For mid-term OMAS (12w), a meta-analysis of 8 studies (n = 962) showed that those fixed in removable braces were higher than those fixed in casts, with a significant difference between the two groups: MD, −5.81; 95% CI, −10.35 ~ −1.27; random-effects model (Fig. 3B). There was significant heterogeneity between studies (P < 0.05, I2 > 50%). Subgroup analysis was performed to analyze whether surgery affected mid-term outcomes. A meta-analysis of 5 postoperative studies showed no significant difference in OMAS between the two groups: MD, −4.79; 95% CI, −9.59 ~ 0.01. A meta-analysis of three conservative treatment studies showed no significant difference in OMAS between the two groups: MD, −7.84; 95% CI, −17.48 ~ 1.79. Further subgroup analysis on ankle fracture type, stable/unstable fractures, study design and sample size were also performed (Supplementary Fig. 3–6). Subgroup analysis suggested that study type and sample size might be the source of heterogeneity in OMAS results. For subgroup analysis of fracture types and stable/unstable fractures, no subgroup differences were observed.
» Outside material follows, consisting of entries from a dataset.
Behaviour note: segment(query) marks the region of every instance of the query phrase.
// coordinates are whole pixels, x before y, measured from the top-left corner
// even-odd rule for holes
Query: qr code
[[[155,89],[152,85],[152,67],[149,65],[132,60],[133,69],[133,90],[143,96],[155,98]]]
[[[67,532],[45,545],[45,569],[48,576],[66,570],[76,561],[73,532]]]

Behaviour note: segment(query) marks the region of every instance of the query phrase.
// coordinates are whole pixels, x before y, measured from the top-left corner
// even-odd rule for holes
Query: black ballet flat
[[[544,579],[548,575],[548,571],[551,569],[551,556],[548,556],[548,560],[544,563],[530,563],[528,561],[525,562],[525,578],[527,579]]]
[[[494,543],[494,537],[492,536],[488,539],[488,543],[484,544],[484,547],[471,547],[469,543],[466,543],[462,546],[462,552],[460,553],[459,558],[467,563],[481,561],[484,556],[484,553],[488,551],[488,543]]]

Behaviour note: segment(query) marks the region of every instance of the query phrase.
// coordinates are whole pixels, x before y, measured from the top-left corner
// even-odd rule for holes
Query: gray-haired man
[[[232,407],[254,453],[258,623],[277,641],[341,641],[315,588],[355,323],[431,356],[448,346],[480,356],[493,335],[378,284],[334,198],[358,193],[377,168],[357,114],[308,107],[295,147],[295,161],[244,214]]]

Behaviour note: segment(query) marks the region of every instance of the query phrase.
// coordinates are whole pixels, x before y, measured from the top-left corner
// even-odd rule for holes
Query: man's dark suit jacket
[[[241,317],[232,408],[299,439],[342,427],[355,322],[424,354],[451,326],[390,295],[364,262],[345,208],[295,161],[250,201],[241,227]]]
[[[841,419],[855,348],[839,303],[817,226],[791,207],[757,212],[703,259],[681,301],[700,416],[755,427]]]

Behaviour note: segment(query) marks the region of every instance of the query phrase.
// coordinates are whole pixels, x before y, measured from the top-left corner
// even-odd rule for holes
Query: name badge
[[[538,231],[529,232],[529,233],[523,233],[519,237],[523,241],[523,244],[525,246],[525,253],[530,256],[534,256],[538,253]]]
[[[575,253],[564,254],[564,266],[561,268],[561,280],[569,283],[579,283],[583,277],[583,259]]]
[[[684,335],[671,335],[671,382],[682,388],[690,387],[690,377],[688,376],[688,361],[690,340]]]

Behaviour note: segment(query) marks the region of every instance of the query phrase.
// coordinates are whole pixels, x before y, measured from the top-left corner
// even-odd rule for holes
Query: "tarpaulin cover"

The sensitivity analysis of mid-term OMAS was also shown in Supplementary Fig. 7.
For late-stage OMAS (52w), a meta-analysis of 4 studies (n = 320) showed no significant difference in OMAS between the two groups: MD, 0.20; 95% CI, −2.15 ~ 2.56; fixed-effects model (Fig. 3C). There was low heterogeneity between studies (P > 0.05, I2 < 50%).
Ankle dorsiflexion and plantar flexion
A meta-analysis of 4 studies (n = 322) showed no significant difference in ankle dorsiflexion between the two groups: MD, −0.19; 95% CI, −1.77 ~ 1.40; fixed-effects model (Fig. 4A). There was low heterogeneity between studies (P > 0.05, I2 < 50%). A meta-analysis of 4 studies (n = 322) demonstrated no significant difference in plantarflexion between the two groups: MD,0.30; 95% CI, −1.97 ~ 2.56; fixed-effects model (Fig. 4B). There was low heterogeneity between studies (P > 0.05, I2 < 50%).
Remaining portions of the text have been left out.